Coverage depends on the contract, the type of data, and applicable obligations.
Fines are not always insurable.

Ransomware and billing disruption: restart without improvising
A realistic, fictional example, inspired by SMEs in Geneva.
Realistic fictional example.
A Geneva-based SME providing services, with approximately 45 employees, discovered one Monday morning that several servers and workstations were encrypted.
The email system is partially inaccessible, billing is blocked, and an extortion message appears. The company can no longer process customer requests and fears a data breach.
Management activates its crisis plan and immediately reports the incident to its cyber insurance provider.
A key factor is speed: the insurer connects the client with an incident response team.
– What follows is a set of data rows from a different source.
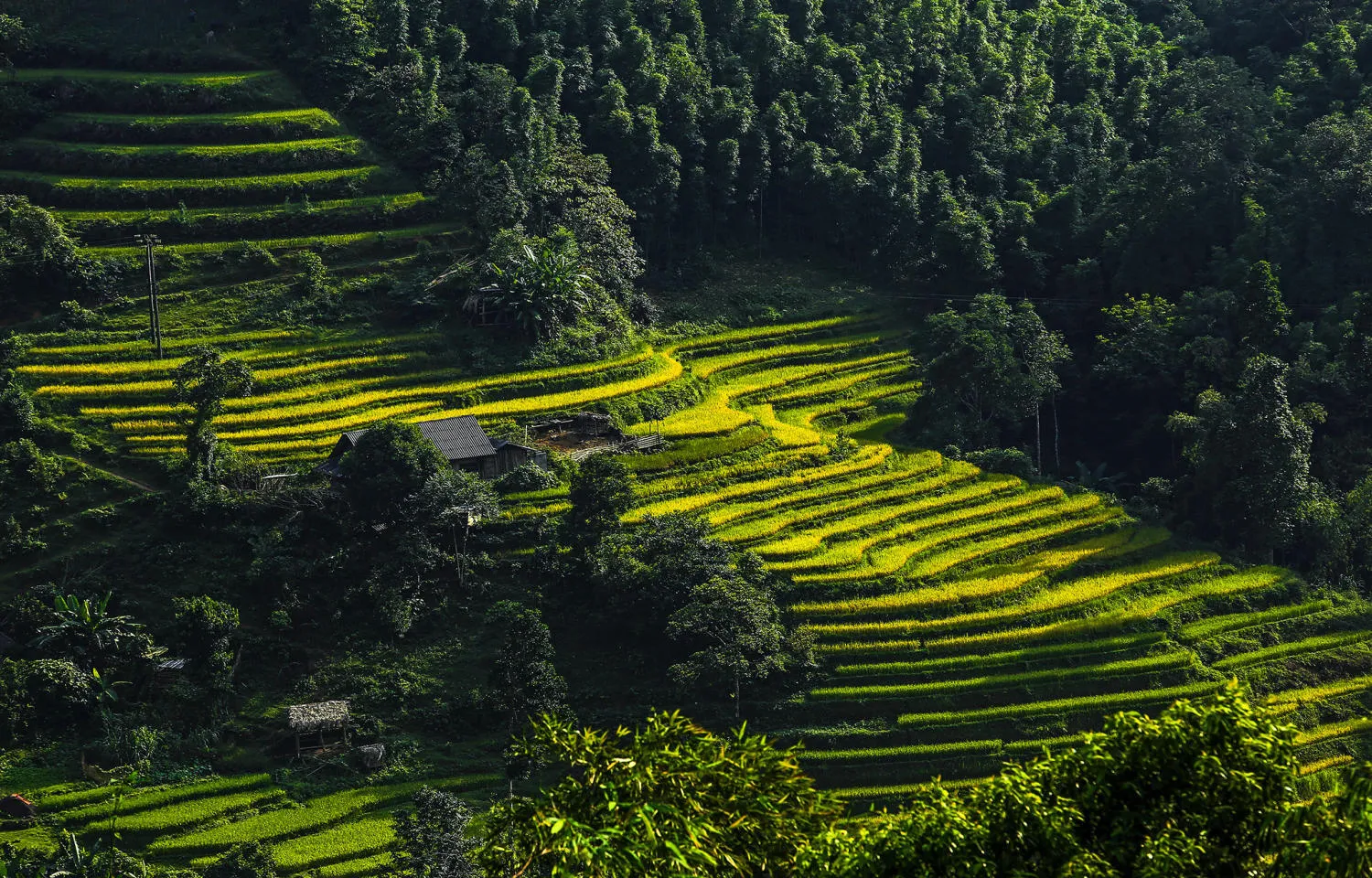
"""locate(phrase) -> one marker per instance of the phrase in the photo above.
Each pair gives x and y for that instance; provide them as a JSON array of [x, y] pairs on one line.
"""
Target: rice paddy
[[1014, 614], [189, 825], [973, 616]]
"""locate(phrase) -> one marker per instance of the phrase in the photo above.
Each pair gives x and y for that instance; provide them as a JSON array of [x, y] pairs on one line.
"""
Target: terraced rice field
[[966, 619], [208, 162], [962, 619], [346, 833]]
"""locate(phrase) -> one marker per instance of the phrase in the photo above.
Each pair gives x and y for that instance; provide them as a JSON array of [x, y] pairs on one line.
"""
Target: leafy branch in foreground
[[666, 798]]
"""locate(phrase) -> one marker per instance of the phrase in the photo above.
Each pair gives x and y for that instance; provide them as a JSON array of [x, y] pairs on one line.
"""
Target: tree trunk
[[1056, 455], [1037, 434]]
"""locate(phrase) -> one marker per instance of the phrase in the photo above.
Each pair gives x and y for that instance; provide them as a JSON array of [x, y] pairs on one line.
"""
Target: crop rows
[[927, 584], [345, 834], [905, 485]]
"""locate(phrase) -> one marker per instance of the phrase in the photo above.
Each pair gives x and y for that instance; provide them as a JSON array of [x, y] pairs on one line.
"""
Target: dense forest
[[1177, 188]]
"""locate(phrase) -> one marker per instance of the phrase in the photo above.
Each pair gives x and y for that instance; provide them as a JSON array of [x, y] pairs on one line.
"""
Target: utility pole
[[154, 313]]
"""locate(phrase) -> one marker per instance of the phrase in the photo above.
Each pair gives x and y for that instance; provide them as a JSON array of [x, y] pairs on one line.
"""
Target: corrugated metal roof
[[457, 438]]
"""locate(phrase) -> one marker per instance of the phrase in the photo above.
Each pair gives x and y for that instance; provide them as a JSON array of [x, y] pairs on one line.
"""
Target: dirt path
[[142, 486]]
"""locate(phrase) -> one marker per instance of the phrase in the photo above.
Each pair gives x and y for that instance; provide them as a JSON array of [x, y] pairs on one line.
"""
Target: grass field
[[969, 617], [346, 833]]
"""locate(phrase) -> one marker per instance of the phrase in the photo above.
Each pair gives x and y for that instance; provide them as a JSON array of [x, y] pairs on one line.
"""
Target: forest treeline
[[1183, 188], [1180, 188]]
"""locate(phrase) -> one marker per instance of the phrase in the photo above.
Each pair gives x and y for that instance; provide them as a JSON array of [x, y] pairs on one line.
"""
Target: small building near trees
[[318, 726], [461, 441]]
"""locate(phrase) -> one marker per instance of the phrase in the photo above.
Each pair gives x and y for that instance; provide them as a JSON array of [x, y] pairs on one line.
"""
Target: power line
[[150, 241]]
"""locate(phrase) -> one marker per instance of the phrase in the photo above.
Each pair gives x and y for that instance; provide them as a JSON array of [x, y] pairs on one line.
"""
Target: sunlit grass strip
[[910, 751], [888, 553], [1330, 732], [310, 118], [756, 334], [263, 376], [1070, 593], [841, 383], [1206, 628], [199, 80], [766, 466], [1322, 691], [351, 840], [949, 664], [202, 186], [187, 814], [707, 367], [814, 540], [288, 822], [841, 490], [1128, 667], [1138, 611], [866, 458], [787, 435], [362, 867], [1317, 644], [147, 368], [715, 414], [907, 789], [291, 243], [169, 342], [441, 381], [949, 559], [1007, 578], [335, 425], [1094, 704], [711, 416], [667, 369], [159, 798], [1325, 765], [790, 515], [298, 436], [266, 414]]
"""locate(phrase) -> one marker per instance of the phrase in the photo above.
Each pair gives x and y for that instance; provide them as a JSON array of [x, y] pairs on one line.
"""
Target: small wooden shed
[[329, 722]]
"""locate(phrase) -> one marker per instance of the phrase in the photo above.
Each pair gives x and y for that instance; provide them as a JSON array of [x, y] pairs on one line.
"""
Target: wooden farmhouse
[[461, 441], [318, 727]]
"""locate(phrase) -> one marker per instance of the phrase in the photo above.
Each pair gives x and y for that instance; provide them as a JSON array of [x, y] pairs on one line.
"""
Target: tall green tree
[[600, 493], [541, 290], [735, 627], [1250, 458], [985, 370], [390, 464], [524, 682], [433, 840], [664, 798], [203, 381], [90, 633]]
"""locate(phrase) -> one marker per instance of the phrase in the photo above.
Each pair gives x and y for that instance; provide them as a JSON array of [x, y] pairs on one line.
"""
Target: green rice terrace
[[962, 617], [340, 834], [213, 164]]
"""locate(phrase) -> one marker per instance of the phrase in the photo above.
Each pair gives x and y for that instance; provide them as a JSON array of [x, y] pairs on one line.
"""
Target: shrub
[[246, 861], [1010, 461], [527, 477]]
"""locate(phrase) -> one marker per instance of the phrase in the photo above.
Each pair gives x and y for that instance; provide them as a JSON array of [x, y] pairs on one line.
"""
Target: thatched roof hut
[[318, 716]]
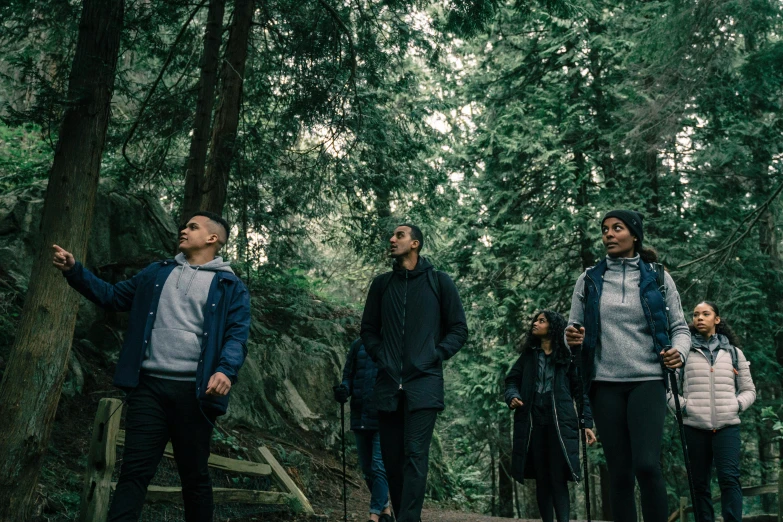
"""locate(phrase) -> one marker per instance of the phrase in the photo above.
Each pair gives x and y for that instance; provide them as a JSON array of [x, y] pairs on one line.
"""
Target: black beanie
[[632, 219]]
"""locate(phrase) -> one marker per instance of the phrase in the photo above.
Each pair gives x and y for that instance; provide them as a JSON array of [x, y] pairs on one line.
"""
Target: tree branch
[[336, 17], [758, 213], [155, 85]]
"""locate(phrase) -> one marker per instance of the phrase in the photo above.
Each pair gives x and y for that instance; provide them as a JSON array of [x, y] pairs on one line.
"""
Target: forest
[[504, 128]]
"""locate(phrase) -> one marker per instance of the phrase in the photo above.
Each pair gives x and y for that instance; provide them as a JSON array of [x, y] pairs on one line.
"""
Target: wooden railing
[[750, 491], [106, 436]]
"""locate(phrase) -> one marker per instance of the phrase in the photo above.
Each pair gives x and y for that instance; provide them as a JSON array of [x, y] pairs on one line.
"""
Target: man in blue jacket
[[186, 341]]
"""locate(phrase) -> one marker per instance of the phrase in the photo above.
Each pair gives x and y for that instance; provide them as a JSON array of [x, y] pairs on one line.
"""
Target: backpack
[[660, 278]]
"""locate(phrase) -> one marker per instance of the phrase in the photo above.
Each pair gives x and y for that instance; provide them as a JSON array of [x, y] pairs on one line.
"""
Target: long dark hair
[[722, 327], [648, 255], [557, 324]]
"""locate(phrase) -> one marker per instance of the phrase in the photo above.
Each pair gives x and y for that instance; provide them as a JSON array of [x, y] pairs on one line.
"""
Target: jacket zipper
[[559, 436], [404, 316], [713, 413]]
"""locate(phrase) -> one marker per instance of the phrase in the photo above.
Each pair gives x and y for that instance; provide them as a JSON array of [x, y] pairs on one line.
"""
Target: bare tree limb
[[155, 85], [732, 243]]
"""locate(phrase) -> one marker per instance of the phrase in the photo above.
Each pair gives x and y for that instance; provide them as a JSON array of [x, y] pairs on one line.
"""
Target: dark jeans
[[405, 444], [551, 473], [629, 417], [368, 445], [723, 448], [159, 410]]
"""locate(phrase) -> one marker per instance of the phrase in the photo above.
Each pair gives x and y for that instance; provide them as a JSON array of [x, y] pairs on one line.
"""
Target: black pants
[[159, 410], [405, 445], [629, 417], [723, 448], [551, 473]]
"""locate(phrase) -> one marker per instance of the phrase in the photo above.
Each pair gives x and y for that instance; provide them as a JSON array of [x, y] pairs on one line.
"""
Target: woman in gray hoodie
[[716, 387], [629, 325]]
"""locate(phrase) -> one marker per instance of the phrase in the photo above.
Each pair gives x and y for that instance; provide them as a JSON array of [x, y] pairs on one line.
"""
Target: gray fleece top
[[175, 343], [625, 344]]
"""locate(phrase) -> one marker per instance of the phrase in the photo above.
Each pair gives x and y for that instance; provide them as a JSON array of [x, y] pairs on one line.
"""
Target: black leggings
[[629, 418], [551, 473]]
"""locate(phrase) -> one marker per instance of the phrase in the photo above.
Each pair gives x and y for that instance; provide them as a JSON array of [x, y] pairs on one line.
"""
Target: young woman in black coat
[[540, 388]]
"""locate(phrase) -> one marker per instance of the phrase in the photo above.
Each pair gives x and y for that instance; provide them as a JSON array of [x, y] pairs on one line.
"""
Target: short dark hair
[[416, 234], [216, 218]]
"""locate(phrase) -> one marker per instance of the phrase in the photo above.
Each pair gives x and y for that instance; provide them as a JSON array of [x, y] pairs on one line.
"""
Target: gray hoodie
[[625, 344], [175, 344]]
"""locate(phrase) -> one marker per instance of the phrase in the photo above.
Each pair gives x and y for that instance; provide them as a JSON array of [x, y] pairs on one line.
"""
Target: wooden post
[[284, 481], [100, 462], [683, 505]]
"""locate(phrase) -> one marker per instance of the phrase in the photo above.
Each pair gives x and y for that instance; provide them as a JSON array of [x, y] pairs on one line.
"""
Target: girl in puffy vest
[[716, 387], [540, 388]]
The initial steps are carried out without unrealistic haste: isolation of systems, forensic analysis, verification of backups, and decision on the restoration strategy.
In parallel, legal counsel assesses whether notifications are necessary according to the applicable framework, and internal communication is structured to avoid rumors.
The recovery process is carried out in stages: restoring priority systems, resetting accounts, strengthening authentication, and checking data integrity.
Operating losses are documented according to the method stipulated in the contract, with evidence of the shutdown and additional costs.
The resolution is positive but realistic: several days are needed, and some improvements will be the responsibility of the SME if they go beyond simple restoration. The operational lesson: cyber insurance is useful if it is part of a plan, with tested backups, a reporting procedure, and documented decisions.